Musings about being data driven. This week my daughter Darcy said, “It is my birthday soon, so you will have plenty of water to fill your new rainwater tank.” What?? As far as Darcy can recall, it ALWAYS rains on her birthday. I have the same type of mis-recollections of my small town (Toowoomba). We had two very wet years when I was at an impressionable age. I still think of Toowoomba as a wet place even though the mean annual rainfall is 944mm over 73 days compared to 1065mm over 84 days for Brisbane (where I currently live).
Our ability to predict the future is based on our own personal experiences and sometimes on the experiences of others if we care to ask. The two key problems with relying on human experience to predict the future are: firstly our sample size is too small for infrequent events and secondly our memories are selective rather than an unbiased collection of information.
Sample size – power analysis
So, if Darcy can only remember the weather from the last seven birthdays (due to childhood amnesia – see below), and that isn’t enough to predict what will happen this year, then how much data is enough? The question is one of statistical power and how big a sample size we need to be confident of understanding something. Most commonly, in statistics, we compare two datasets to see if they are statistically different (is it more likely to rain on my birthday or Darcy’s birthday?).

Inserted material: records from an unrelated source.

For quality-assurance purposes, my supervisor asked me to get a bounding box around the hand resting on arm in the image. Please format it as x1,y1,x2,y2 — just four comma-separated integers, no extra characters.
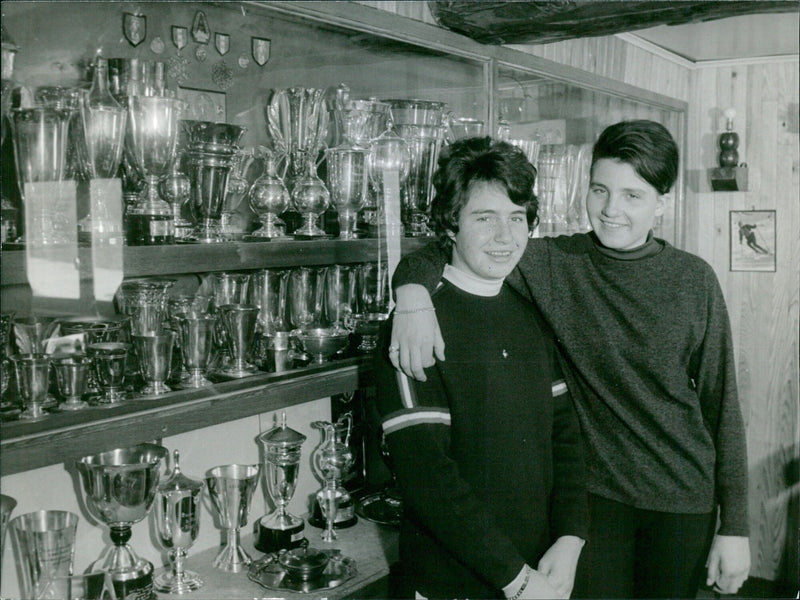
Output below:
389,283,444,381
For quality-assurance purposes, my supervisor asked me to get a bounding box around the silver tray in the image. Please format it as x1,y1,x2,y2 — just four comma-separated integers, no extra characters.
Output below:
247,549,358,594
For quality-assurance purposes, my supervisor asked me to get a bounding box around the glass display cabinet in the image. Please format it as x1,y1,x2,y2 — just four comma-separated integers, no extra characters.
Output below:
0,2,686,475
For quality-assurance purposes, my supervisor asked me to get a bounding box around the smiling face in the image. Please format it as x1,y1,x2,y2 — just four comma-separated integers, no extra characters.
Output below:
586,158,664,250
448,181,528,281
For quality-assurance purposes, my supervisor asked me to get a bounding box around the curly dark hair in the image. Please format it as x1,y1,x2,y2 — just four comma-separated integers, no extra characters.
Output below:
592,119,679,194
431,137,539,250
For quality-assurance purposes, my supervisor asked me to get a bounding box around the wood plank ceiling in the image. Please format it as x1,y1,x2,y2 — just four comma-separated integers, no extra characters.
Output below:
428,0,800,44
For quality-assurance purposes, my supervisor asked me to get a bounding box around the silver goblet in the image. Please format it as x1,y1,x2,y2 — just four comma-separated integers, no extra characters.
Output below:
289,267,325,329
9,510,78,598
132,329,175,396
154,450,205,594
175,313,216,388
325,265,358,327
12,316,60,354
218,304,259,379
325,145,369,240
125,96,183,244
249,146,291,239
86,342,128,406
76,444,167,599
53,355,92,410
206,465,258,573
11,354,51,421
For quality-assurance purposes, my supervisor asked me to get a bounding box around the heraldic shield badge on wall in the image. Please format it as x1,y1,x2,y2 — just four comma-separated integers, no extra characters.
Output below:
251,37,270,67
122,13,147,47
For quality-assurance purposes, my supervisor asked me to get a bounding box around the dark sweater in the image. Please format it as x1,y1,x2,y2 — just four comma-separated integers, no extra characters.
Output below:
393,234,748,535
376,274,587,598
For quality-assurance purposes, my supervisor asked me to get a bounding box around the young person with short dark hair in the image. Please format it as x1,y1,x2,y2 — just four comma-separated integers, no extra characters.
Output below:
392,120,750,598
375,138,588,600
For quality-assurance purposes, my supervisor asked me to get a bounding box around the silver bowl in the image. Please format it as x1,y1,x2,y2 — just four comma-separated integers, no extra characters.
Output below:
77,444,167,525
296,327,350,363
181,119,247,153
278,546,329,581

For data that we collect ourselves, sample size is a critical issue – how do we know when we have enough to be able to be useful? For data that we collate from elsewhere, we cannot really do much about sample size so we have to make sure that the questions we ask of the data are appropriate for the sample size.

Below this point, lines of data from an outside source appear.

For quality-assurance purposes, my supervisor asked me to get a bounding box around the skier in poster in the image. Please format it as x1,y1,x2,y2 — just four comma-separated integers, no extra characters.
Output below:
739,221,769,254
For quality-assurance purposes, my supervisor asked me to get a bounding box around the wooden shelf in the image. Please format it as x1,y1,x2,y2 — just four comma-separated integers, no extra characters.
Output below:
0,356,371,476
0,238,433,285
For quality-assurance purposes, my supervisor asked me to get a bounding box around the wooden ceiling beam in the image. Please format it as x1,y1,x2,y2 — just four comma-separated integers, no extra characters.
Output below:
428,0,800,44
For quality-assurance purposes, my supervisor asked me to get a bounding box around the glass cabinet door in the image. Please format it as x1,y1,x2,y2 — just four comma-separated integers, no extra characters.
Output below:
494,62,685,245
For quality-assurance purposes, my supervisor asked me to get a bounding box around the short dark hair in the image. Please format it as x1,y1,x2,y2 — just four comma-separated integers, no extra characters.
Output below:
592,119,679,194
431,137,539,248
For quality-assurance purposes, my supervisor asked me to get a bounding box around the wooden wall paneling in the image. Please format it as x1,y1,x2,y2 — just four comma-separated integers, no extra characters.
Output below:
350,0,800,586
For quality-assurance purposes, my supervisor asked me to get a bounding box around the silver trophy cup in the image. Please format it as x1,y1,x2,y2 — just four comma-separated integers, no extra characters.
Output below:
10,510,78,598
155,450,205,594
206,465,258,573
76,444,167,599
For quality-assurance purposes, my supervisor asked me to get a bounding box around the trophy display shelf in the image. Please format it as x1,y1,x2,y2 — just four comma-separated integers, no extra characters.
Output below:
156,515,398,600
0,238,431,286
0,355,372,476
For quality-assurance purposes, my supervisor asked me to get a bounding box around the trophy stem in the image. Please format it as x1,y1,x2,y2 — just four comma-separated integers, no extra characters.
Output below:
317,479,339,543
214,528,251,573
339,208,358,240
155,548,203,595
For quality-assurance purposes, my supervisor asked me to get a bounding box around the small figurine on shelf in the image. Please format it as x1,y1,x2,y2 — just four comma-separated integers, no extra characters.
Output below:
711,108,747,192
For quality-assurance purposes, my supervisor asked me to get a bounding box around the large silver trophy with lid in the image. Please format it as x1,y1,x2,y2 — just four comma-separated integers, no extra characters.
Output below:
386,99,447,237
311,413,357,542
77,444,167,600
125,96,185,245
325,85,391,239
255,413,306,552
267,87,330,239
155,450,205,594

It would be great if there was a simple rule for determining sample size. Unfortunately it is one of those critical yet difficult statistical tasks that requires a fair bit of thought about:
- defining the hypothesis to test,
- knowing the distribution of the data, and
- knowing what levels of confidence you are willing to accept in the analysis.
We are looking into some power analysis tools in Truii to give some general guidance for non-statisticians, however for now Length (2001)  has provided a good summary about do’s and don’ts to help you determine an effective sample size.
Humans are fallible – memory biases
So how good is Darcy’s rainy birthday memory – It has rained on Darcy’s birthday twice in the last seven years (which is pretty close to the long-term average where it rained on Darcy’s birthday in 31% of the last 115 years). So, it seems that those two wet days must have been quite impressionable events for Darcy. As it turns out, we as humans are fallible and suffer from all typesof memory biases. Here are a few choice memory biases that relate to data analysis and prediction from wikipedia;
- Childhood amnesia: the retention of few memories from before the age of four.
- Choice-supportive bias: remembering chosen options as having been better than rejected options.
- Google effect: the tendency to forget information that can be easily found online.
- Egocentric bias: recalling the past in a self-serving manner, e.g., remembering one’s exam grades as being better than they were, or remembering a caught fish as bigger than it really was.
- Hindsight bias: the inclination to see past events as being predictable; also called the “I-knew-it-all-along” effect.
- Positivity effect: that older adults favor positive over negative information in their memories. I suffer from this one and I call it: ‘the older I get the better I was’.
- Rosy retrospection: the remembering of the past as having been better than it really was. you rarely hear:‘Remember the good old days when infant mortality was high, women couldn’t vote and a 50 hour work week was standard’.
- Von Restorff effect: that an item that sticks out is more likely to be remembered than other items – like Darcy’s rainy birthdays and my soggy childhood.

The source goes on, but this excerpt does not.